Please Note: This technique is rendered obsolete since Maya started to automatically insert a blendshape on a bound mesh before the skincluster node.
The blend shape window (
The blend shape window (
Windows > [Editors] Animation Editors > Blend Shape) allows you to add new targets.
- Make sure your rig / model is in bindpose (undeformed)
- Select the bound mesh and duplicate it. This will be the mesh you will be binding later after applying blendshapes to it. Name it("MyRiggedCharacter" for instance) and you may choose to also rename your original mesh ("OriginalBoundMesh" for instance)
- Duplicate your mesh once again
- Name the duplicate ("BlendMesh" for instance). You may want to unlock the transformations on it, so you can move it out of the way.
- Duplicate the new mesh ("BlendMesh") again and name it ("HappyShape" for instance)
- Select the third duplicate ("HappyShape") and shift select (add to selection) the second duplicate ("BlendMesh")

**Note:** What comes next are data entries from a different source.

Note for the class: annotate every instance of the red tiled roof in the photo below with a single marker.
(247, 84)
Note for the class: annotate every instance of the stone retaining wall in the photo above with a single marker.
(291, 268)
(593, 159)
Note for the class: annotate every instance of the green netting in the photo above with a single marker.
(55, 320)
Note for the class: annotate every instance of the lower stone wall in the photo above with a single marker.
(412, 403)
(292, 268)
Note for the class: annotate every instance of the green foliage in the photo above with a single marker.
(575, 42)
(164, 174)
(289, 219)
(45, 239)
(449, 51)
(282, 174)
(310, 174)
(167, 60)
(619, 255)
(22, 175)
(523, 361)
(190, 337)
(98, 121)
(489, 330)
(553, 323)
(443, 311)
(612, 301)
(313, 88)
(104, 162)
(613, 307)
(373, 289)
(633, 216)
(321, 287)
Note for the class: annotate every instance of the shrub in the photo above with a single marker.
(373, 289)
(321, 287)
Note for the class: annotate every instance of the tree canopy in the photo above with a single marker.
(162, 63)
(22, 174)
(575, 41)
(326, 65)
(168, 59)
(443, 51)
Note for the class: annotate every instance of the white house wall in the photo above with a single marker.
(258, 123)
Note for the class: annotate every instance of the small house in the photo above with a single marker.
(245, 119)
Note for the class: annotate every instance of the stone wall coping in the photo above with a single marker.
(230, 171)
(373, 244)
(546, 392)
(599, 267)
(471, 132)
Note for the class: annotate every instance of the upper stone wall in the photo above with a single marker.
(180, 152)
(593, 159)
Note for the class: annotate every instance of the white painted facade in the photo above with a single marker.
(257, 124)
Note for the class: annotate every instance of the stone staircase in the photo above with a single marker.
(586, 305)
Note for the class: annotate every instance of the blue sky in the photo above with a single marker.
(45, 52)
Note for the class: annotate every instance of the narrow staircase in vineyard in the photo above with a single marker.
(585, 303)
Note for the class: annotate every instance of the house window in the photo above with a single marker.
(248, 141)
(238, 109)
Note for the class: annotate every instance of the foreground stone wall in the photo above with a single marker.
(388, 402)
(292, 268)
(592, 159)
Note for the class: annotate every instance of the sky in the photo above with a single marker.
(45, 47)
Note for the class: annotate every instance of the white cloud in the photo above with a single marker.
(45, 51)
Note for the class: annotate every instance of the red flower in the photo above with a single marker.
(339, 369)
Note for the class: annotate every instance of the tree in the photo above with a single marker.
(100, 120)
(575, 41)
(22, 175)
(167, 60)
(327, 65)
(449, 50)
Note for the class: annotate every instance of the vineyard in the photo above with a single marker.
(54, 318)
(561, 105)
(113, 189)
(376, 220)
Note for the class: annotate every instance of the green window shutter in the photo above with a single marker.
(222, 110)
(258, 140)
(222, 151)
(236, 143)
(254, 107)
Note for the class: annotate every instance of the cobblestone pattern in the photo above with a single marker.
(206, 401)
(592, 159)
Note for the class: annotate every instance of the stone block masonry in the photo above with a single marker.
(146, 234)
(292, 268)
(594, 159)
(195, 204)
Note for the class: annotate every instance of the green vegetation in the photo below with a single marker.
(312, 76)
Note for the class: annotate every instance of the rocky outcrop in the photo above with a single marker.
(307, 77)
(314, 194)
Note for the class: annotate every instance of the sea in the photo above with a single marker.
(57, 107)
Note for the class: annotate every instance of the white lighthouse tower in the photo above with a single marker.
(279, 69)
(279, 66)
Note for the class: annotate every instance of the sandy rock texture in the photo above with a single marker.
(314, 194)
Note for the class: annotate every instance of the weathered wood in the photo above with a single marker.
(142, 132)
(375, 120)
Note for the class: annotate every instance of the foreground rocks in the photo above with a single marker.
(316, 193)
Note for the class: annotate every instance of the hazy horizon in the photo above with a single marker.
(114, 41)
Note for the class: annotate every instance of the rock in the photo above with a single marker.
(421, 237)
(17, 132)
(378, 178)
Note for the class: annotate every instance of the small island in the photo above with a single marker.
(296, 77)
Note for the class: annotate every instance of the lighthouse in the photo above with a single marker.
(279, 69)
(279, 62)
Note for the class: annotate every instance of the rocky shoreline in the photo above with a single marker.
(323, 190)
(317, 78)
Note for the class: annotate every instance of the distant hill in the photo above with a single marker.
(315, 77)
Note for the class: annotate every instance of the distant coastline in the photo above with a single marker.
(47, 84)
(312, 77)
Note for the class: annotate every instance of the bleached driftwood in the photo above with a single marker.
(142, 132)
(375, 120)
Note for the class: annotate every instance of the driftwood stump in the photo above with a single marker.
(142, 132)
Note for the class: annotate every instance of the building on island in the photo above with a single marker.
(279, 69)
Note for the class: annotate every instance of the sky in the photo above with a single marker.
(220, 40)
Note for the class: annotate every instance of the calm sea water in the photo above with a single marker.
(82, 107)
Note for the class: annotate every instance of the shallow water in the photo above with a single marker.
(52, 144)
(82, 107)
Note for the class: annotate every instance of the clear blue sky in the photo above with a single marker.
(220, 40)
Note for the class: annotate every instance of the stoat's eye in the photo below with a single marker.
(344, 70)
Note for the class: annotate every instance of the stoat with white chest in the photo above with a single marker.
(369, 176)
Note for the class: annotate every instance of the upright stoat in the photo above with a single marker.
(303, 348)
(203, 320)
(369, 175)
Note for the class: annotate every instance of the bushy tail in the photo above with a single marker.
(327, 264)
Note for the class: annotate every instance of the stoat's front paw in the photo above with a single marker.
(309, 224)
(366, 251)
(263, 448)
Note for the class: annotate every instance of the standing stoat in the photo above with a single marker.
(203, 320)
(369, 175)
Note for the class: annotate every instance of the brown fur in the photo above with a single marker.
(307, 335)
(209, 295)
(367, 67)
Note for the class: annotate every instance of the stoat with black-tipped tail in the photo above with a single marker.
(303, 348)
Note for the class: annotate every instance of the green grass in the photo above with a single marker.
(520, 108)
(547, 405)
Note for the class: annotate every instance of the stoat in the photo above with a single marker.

- Create a Blendshape deformer (
Animation > Create Deformer > Blend Shape > Options
) - this is the one that will have multiple inputs and create the blends, give it an appropriate name ("TheBlender" for instance) - Select the second duplicate ("BlendMesh") and shift select (add to selection) the first ("MyRiggedCharacter")
- Create another Blend Shape deformer. The only blending this one will do is turning the blend shapes on and off on the bound mesh. Name it approproately ("BlendOnOff" for instance)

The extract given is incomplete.